第4話 勧誘~砂原 沙都(すなわら さと)の場合

 力を得たのは幼少期、実家が所持していた『行ってはいけない』と言われた廃屋の地下室…床一面に広がる白砂を見付け、そこは二人・・の秘密の遊び場となった。


 その遊び場のレンガ壁をすり抜け現れた無数の赤い瞳を体に張り付けたぶよぶよしたたまご状の存在モノ…力が欲しいかと問われ無邪気に欲した兄と自分…もしあの時断っていたらどうなっていたのだろう?

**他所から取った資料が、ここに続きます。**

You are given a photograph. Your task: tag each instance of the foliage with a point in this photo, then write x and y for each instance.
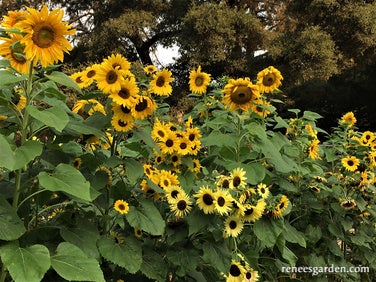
(100, 193)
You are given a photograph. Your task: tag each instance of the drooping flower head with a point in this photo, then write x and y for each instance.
(45, 40)
(198, 81)
(269, 79)
(240, 94)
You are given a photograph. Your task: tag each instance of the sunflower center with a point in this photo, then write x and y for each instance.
(234, 270)
(199, 81)
(241, 95)
(124, 93)
(160, 81)
(236, 181)
(111, 77)
(221, 201)
(232, 224)
(43, 36)
(268, 79)
(208, 199)
(142, 105)
(182, 205)
(125, 110)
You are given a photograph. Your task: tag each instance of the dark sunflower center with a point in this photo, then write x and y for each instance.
(160, 81)
(182, 205)
(43, 36)
(90, 74)
(221, 201)
(199, 81)
(124, 93)
(268, 80)
(142, 105)
(111, 77)
(207, 199)
(236, 181)
(234, 270)
(233, 224)
(241, 95)
(169, 143)
(125, 110)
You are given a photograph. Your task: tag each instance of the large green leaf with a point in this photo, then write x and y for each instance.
(71, 263)
(54, 117)
(63, 79)
(127, 254)
(67, 179)
(11, 226)
(147, 218)
(25, 264)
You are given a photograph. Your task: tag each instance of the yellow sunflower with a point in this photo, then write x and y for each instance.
(198, 81)
(121, 206)
(348, 119)
(233, 226)
(240, 94)
(181, 206)
(160, 85)
(350, 163)
(205, 200)
(269, 79)
(45, 35)
(122, 124)
(109, 79)
(143, 107)
(127, 94)
(12, 49)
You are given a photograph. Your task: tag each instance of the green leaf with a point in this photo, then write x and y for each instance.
(53, 117)
(147, 218)
(127, 255)
(153, 266)
(71, 263)
(26, 153)
(63, 79)
(11, 226)
(7, 159)
(268, 230)
(67, 179)
(25, 264)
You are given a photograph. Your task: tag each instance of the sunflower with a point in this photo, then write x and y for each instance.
(109, 79)
(367, 138)
(350, 163)
(240, 94)
(143, 107)
(198, 81)
(237, 178)
(122, 124)
(181, 205)
(205, 200)
(150, 69)
(223, 201)
(348, 119)
(45, 35)
(88, 106)
(160, 85)
(127, 94)
(253, 213)
(121, 206)
(269, 79)
(172, 193)
(348, 204)
(233, 226)
(12, 50)
(263, 191)
(313, 149)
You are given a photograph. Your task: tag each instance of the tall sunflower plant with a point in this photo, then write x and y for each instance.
(118, 187)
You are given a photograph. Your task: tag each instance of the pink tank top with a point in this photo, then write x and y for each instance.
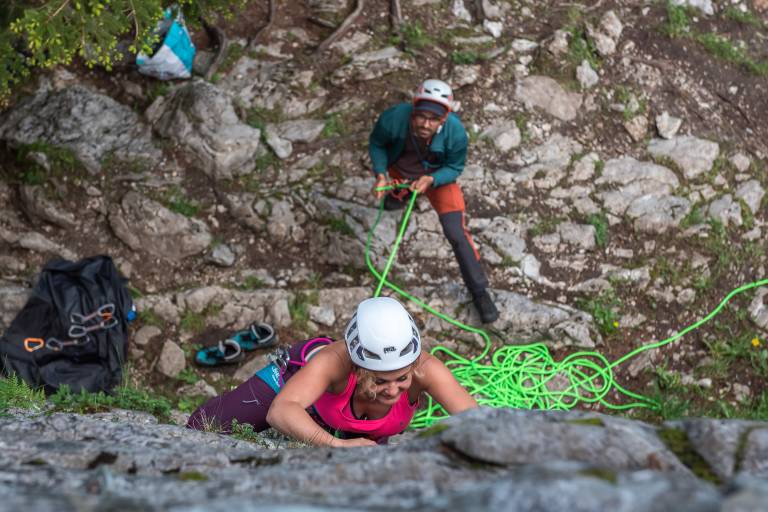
(335, 410)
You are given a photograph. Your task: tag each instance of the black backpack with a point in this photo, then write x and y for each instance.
(73, 329)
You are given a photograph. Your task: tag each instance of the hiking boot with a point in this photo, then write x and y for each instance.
(486, 307)
(393, 203)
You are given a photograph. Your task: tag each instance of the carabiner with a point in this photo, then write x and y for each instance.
(78, 331)
(29, 341)
(105, 313)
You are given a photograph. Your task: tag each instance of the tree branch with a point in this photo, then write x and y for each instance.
(342, 28)
(217, 35)
(395, 14)
(270, 20)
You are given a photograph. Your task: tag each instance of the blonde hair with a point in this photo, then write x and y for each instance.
(366, 379)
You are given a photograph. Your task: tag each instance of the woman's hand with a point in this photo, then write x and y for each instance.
(349, 443)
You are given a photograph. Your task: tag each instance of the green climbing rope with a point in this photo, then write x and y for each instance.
(526, 376)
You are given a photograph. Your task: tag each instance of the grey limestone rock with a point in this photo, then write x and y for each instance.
(146, 225)
(695, 156)
(172, 359)
(38, 206)
(201, 117)
(545, 93)
(91, 124)
(372, 65)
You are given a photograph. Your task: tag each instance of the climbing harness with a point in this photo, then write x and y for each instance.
(526, 376)
(54, 344)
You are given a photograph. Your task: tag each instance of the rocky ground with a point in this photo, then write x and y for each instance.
(615, 185)
(485, 459)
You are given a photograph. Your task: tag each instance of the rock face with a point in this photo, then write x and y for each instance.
(546, 94)
(482, 460)
(201, 118)
(92, 125)
(371, 65)
(146, 225)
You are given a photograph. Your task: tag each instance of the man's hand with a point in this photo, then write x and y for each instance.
(422, 184)
(381, 181)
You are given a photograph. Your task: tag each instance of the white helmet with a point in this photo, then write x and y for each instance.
(437, 91)
(382, 336)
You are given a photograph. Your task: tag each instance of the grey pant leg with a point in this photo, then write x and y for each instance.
(469, 265)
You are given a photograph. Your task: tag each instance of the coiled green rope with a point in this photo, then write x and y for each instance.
(526, 376)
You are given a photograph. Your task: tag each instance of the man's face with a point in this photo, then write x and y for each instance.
(424, 124)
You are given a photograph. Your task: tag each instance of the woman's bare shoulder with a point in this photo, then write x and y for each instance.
(333, 360)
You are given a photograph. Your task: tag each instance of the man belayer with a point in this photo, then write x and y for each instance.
(425, 143)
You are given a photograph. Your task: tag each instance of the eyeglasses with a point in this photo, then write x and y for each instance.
(427, 119)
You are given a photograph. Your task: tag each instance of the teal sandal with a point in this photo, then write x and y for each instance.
(257, 336)
(226, 352)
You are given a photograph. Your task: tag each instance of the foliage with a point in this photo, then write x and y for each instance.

「まあそのせいで!絶賛!死にそうなわけだけれども!」


 叩きつけた砂の刃で切り伏せた犬を模したカリカチュアような笑えない怪物フリークス


「ったく毎晩毎晩どこにでも現れやがって風呂とかトイレとか少しは空気読めよ」


 部屋隅から異臭を伴って現れるが故に不意打ちを喰らうことは無い。まぁこちらを嬲る気なのかのそりと這い出てくるうちだけかもしれないが…。


「にしたって相性最悪よね。」


リノリウムの床に垂れた未だブスブスと煙を上げる糞犬の唾液。沙都が得意とする砂を使った防御を易々と貫通してくる膿汁。あんなモノ、肌に付いただけでソコが腐り落ちるだろう…。


「あ”~なんであの時、過去視サイコメトリーしちゃったかなぁ。あの時の自分をめっちゃ殴りたい」


 自分が考古学者として異例なほどの早い出世を遂げたのも能力サイコメトリーのおかげではあるがこのざまの原因でもある。


 祭器と思しき黒曜石で作られた鏡、大陸からもたらされた銅鏡などとあきらかにルーツを違える鏡…好奇心と少しの名誉欲が無かったといえばウソになる。


 覗き込んだ過去でアノ犬と目が合った気がした。慌てて放りだした黒鏡が破損しなかったのは幸運だったのだろう。だが不幸は恐怖とともにやってきた。まともに寝れなくなってもう何日だろう。


「こんばんわ」


 背後からの声に文字通り飛び上がる。恐る恐る廻頭した視線の先の椅子に腰かける女性。部屋のカギはかかっていなかっただろうか…?


「砂原 沙都さんよね?警視庁特殊事件広域捜査零課トクレイ狡神こうがみ といいます。あなたを勧誘に…あら?あなたこの子たちにマーキングされてるのね?」


 そう言った彼女の影から私を見詰める無数のヤツラの瞳…死を覚悟した私に彼女が告げる。


 曰く、彼女なら糞犬どもの襲撃を中止させられる。

 但し、彼女の部下として警視庁特殊事件広域捜査零課トクレイとやらに協力する事。(副業として研究室勤務は認める)


 返答を求める彼女に「取り敢えず熟睡させて」と言って私は意識を手放した。